Malam sebelumnya, di dalam sebuah angkot di atas pukul sebelas. Di jam seperti itu, semua orang cuma ingin pulang. Begitu pun dengan bapak gemuk 40-50an tahun yang bajunya terlalu lelah nampung keringat. Apalagi yang pakai, duduk di pinggir karena rupanya kegerahan duduk di sebelah saya yang harus tutup jendela karena nggak bisa kena angin malam terlalu kencang. Kena angin, kepalanya pun tertunduk naik-turun, ketiduran. Saat itu, seolah-olah tak ada yang lebih melankolis dari malam dingin di Jakarta Barat bronx city dengan Nina Simone mengaji di telinga dan seorang bapak yang terlalu mengantuk untuk menikmati rasa ingin pulangnya.

Semoga minggu yang terasa kental ini ditutup dengan manis. Seperti susu.

Rabu, 05 Maret 2014

#selfie & Pseudo-Enlightened Opinions



Sudah terlalu banyak ego-driven opinions yang bilang kalau internet membawa petaka bagi peradaban. Khususnya yang berisik sejak tahun lalu adalah soal #selfie. Jarang sekali ada pandangan yang segar, nyaris semuanya sebasi ketupat lebaran tahun 2001. Segala cemooh (yang kebanyakan) pointless.

Kenapa ego-driven?
Karena kebanyakan komentar tersebut nggak lebih dari proses menempatkan para komentator lebih tinggi dari para obyek komentarnya. Dia selfie, saya nggak, dia norak, saya nggak, dia lebay, saya bijak, dia selfie, saya ketawain aja deh. Orang-orang yang menyinyiri #selfie pun seolah lebih mulia, lebih manusia.

Inilah yang disebut dengan ego traps. Ketika kita merasa lebih "spiritual" atau "mulia" ketika kita lebih memilih berjalan kaki daripada naik mobil, tidak menonton YKS di TV, dan menjadi vegetarian; namun kita bersikap judgemental terhadap orang yang membawa mobil, menonton YKS di TV, dan mengunyah daging dengan lahap.


Berdasarkan hasil pengamatan melalui googling dan akhirnya sampai ke sejumlah artikel juga blog yang membahas selfie, sejumlah penilaian pseudo-enlightened yang umum soal para pelaku #selfie adalah bahwa mereka:

#1 Narsis tak terbendung
Memang kurang narsis apa lagi sih orang yang merasa dirinya adalah manusia yang lebih baik karena tidak pernah selfie?

#2 Lonely crowd
Saya adalah subyek sekaligus obyek dari sebuah judgement: the lonely crowd.
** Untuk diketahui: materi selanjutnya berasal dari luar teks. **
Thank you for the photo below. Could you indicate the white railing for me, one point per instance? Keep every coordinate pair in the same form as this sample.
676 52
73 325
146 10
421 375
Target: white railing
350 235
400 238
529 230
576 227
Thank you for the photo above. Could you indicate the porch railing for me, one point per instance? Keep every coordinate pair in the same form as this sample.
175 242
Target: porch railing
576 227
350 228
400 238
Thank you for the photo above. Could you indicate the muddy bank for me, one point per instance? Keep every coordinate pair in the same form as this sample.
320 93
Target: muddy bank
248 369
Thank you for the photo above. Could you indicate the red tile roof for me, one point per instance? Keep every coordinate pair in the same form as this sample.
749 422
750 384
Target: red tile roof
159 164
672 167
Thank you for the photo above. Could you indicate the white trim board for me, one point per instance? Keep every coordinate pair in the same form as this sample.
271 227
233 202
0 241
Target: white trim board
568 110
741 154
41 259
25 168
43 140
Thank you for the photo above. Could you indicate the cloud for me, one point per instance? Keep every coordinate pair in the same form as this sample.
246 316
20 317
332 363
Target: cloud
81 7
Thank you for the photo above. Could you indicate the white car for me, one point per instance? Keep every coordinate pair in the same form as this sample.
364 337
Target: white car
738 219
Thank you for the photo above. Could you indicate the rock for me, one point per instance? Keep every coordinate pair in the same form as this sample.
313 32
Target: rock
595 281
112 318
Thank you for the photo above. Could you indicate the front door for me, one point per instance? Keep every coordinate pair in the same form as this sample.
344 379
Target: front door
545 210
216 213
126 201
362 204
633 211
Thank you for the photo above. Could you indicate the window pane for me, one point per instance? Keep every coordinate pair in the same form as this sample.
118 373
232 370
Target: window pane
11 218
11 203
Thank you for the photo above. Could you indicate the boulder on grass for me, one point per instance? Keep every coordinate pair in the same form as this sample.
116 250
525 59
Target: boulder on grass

Sampai akhirnya saya menyadari, orang-orang yang menunduk menghadap layar sentuh di kereta bisa saja sedang menebus rasa kangen dengan orangtuanya di kota lain, bisa saja pria yang asik menyentuh-nyentuh layar di pojok kantin sedang melihat-lihat foto anaknya yang belum bisa ia temui hari ini. Ini berlaku juga untuk selfie, bisa saja foto muka supercloseup yang mereka upload di instagram menjadi pelipur sepi seseorang di ruang lain.

#3 Bodoh
Penilaian seperti ini cuma menunjukkan tiga kemungkinan tentang penilainya: pemalas, sempitnya kosakata, dan refleksi diri.

Masih banyak penilaian lain lagi terhadap #selfie. Saya terlalu malas untuk googling dan nyatet lagi. Intinya, menurut saya, selfie itu fine-fine aja lah. It won't make any next world war. Menurut Clive Thompson, penulis teknologi dan buku Smarter Than You Think: How Technology is Changing Our Minds for the Better, “Taking a photograph is a way of trying to understand how people see you, who you are and what you look like, and there’s nothing wrong with that.”

Walaupun #selfie memang bisa menganggu timeline Instagram, Path, atau FB kita. Lagi-lagi itu masalah pilihan dalam menggunakan teknologi aja. Seperti yang pernah saya tulis di sini. Jadi, sebelum punya point of view yang di luar opini-opini pseudo-enlightened soal #selfie, mendingan pakai waktunya buat ambil foto #selfie. Kayak monyet di Sulawesi yang ngambil kamera seorang fotografer dan menjepret wajahnya sendiri. Smile!